MapReduce: The Theory Behind Hadoop
As most of us know, Hadoop is a Java implementation of the MapReduce processing model originated from Google by Jeffrey Dean and Sanjay Ghemawat. After studying Hadoop and attending several related events(Hadoop Summit, Hadoop for Enterprise by Churchill Club), I felt I should dig deeper by reading the original paper.
The paper is titled “MapReduce: Simplified Data Processing on Large Clusters.” Unlike most research papers I’ve read before, it’s written in plain English and fairly easy to read and follow. I find it really worthwhile reading and strongly recommend you spend an hour to read through it.

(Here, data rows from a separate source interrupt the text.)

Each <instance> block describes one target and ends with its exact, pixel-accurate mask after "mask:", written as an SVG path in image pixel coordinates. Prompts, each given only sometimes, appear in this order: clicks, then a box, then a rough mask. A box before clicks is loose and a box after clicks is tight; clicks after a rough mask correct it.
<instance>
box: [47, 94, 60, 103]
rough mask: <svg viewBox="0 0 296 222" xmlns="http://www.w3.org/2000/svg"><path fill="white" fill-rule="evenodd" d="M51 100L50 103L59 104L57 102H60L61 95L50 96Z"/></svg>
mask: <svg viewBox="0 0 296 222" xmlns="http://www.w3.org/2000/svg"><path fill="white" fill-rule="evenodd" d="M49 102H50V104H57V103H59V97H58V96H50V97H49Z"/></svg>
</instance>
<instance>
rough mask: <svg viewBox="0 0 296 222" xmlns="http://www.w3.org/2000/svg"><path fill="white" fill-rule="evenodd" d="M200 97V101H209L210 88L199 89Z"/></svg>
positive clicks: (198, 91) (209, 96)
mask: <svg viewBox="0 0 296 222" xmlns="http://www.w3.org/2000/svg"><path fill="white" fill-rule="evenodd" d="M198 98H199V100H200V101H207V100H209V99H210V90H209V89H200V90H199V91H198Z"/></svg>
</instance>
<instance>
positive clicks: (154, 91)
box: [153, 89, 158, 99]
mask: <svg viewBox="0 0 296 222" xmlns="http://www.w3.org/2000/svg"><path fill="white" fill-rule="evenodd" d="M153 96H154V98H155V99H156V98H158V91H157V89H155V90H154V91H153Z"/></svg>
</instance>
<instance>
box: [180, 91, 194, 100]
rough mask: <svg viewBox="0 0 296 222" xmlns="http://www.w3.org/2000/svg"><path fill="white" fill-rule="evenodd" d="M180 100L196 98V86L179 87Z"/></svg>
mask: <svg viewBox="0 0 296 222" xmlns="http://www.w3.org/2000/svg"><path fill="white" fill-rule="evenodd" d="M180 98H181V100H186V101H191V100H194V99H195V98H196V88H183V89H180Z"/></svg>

According to the authors, the idea was “inspired by the map and reduce primitives present in Lisp and many other functional languages.” They found “most of our computations involved applying a map operation to each logical ‘record’ in our input in order to compute a set of immediate key/value pairs, and then applying reduce operation to all the values that shared the same key, in order to combine the derived data appropriately.”
Despite the conceptually straightforward computations, “the input data is usually large and the computations have to be distributed across hundreds or thousands of machines in order to finish in a reasonable amount of time. The issues of how to parallelize the computation, distribute the data, and handle failures conspire to obscure the original simple computation with large amount of complex code to deal with these issues.”
As you can see, this is a perfect case where a framework can help – abstract all the common code that handles the distributed computing to the framework, and leave the simple processing to the framework users who are also developers and write simple map and reduce functions. Combined together is a powerful yet simple solution to the problems the authors faced at Google, for example, large-scale indexing.
The authors “wrote the first version of MapReduce library in February of 2003 and made significant enhancements to it in August of 2003.” The MapReduce library was implemented in C++, which runs more efficient than Java that is used by Hadoop. It makes sense in large scale clusters where any percentage improvement in performance can save hundreds of physical machines. In the Google environment of 2003, the machines used were dual-processor x86 processors running Linux with 2 to 4 GB of memory and directly attached IDE disks, with 100Mbps or 1Gbps network. After almost 10 years passed, the typical machines are almost 100 times more powerful per Moore’s law.
Interestingly, after the first paper was published in 2004, there hasn’t been much news from Google on its MapReduce project. The MapReduce idea was picked up by Yahoo and re-implemented in Java with a cool name called Hadoop which was open sourced and became very popular than the originator.
According to a gentleman I met at Hadoop Summit this year, Google’s MapReduce framework is still several years ahead of Hadoop today. I fully believe that because Google has enough use cases and challenges, and of course talented engineers, to push the framework forward.
What wondered me, though, is why Google didn’t open-sourced its MapReduce framework. Maybe it’s the core competence of Google business? It’s another topic that deserves its own article.